Ainsi fonctionnait – fonctionne encore ? – le milieu du cinéma. Et pas que lui, sphères pas très claires où les carrières se font et se défont au gré des caprices, au gré de l’humeur d’un réalisateur, d’un acteur vedette ou d’un producteur parfois véreux. Au gré du refus d’une potentielle victime, actrice ou acteur encore dans sa chrysalide, un peu perdu(e) en terre inconnue.
A 12 ans, à 13 ans, petite fille ou petit garçon, on ne sait pas. On n’ose pas. On croit que c’est normal. Qu’un geste déplacé n’est qu’un geste d’affection. Puis on pense qu’on oubliera, sans trop comprendre même ce qu’il y a à oublier. Voire, que se voir prêter attention est valorisant, plutôt que dégradant.
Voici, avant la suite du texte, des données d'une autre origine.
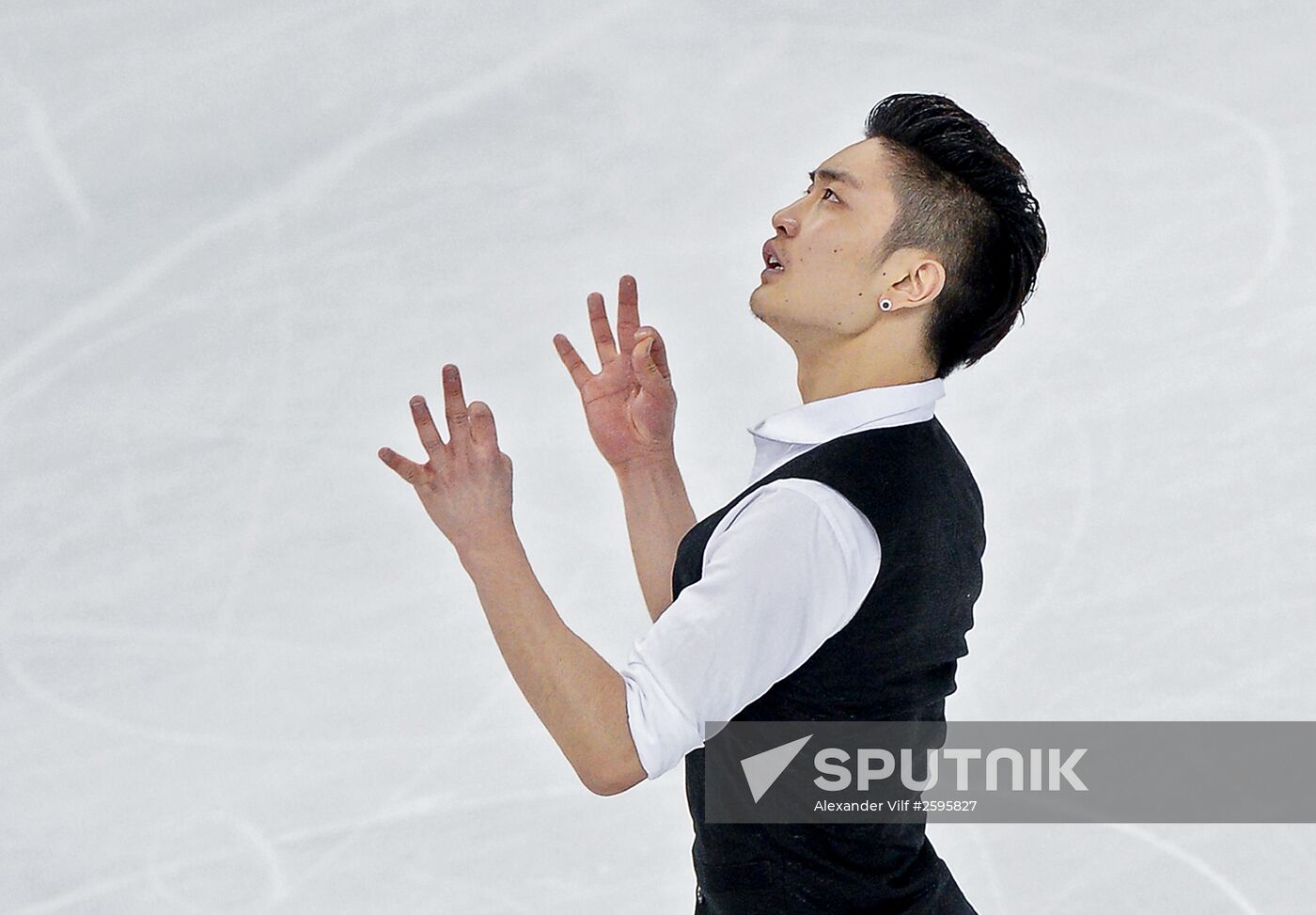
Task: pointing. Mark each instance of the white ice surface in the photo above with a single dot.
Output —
(240, 670)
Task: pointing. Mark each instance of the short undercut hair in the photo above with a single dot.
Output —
(963, 197)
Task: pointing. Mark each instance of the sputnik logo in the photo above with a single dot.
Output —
(765, 767)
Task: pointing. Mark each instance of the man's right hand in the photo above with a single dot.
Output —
(629, 404)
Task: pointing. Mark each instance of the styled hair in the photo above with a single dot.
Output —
(963, 197)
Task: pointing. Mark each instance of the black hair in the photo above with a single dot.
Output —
(963, 197)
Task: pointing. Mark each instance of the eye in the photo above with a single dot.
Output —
(824, 193)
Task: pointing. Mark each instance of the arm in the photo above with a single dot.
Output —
(574, 691)
(787, 568)
(631, 408)
(466, 489)
(658, 515)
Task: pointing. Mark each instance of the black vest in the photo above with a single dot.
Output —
(894, 661)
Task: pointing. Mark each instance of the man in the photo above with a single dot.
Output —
(839, 583)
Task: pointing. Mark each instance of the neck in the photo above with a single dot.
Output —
(839, 366)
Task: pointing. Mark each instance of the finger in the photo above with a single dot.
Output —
(655, 355)
(647, 371)
(427, 430)
(572, 359)
(603, 342)
(628, 309)
(454, 407)
(408, 470)
(483, 431)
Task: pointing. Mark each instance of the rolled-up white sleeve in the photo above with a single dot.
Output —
(783, 572)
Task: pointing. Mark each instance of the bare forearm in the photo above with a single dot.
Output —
(658, 515)
(575, 693)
Tout le monde savait. Mais on ne dénonce pas sur l’instant ceux qui font briller les étoiles devant vos yeux. Ceux qui vendent du rêve. Ou à l’inverse, d’un mot, décident de se passer de vous.
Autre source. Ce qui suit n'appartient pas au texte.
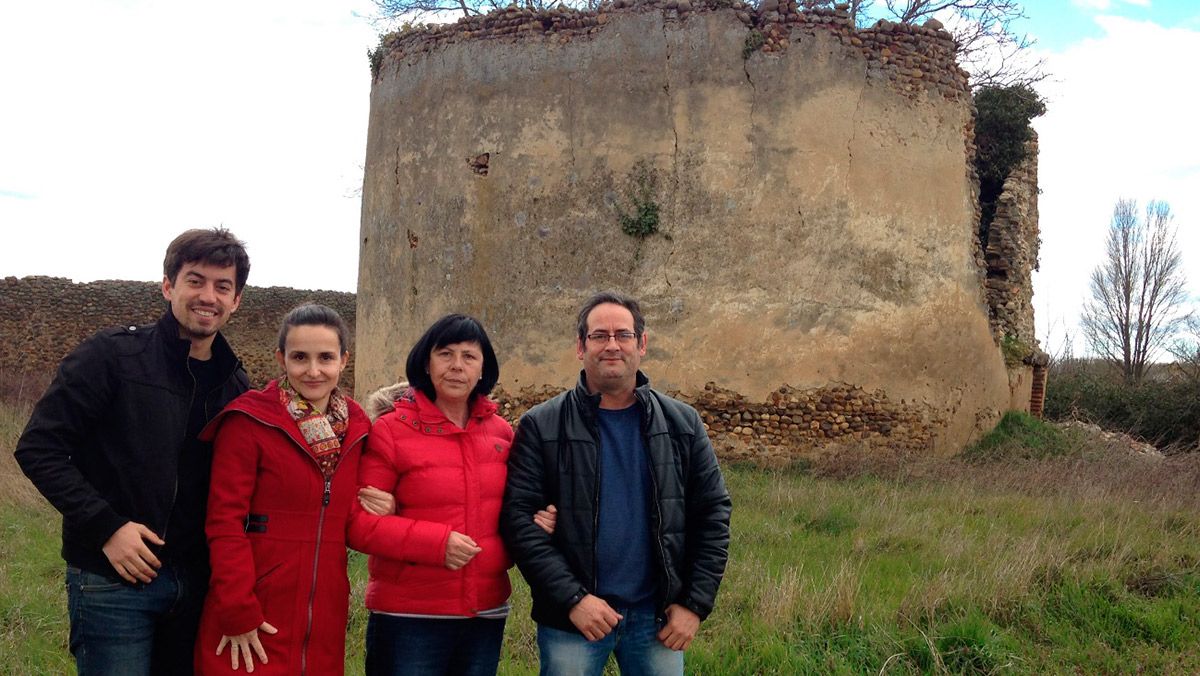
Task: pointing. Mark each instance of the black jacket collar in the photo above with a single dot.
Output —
(168, 331)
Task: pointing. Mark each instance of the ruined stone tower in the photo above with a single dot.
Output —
(804, 189)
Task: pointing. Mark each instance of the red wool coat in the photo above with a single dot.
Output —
(277, 539)
(443, 478)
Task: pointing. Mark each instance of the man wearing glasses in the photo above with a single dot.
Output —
(643, 515)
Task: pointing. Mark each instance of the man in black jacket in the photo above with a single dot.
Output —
(113, 446)
(643, 515)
Ce jeudi, devant les sénateurs, Judith Godrèche est venue rappeler ces pratiques érigées en habitudes. Un droit de cuissage, en fait, mais qui n’en porte pas le nom. L’actrice n’a plus rien à prouver. Personne ne pourra aujourd’hui lui reprocher de vouloir se construire une carrière. C’est déjà fait. Au contraire, en réclamant une commission d’enquête sur les violences sexistes et sexuelles dans le milieu du Septième art, elle vient bousculer encore un peu plus cet entre-soi déjà maintes fois vomi par ceux qui en sont les victimes. Certains ne lui pardonneront pas.
Les monstres ne sont pas que dans les scenarii. Ils avancent parfois à visage presque découvert. Et jusqu’ici, souvent, en toute impunité.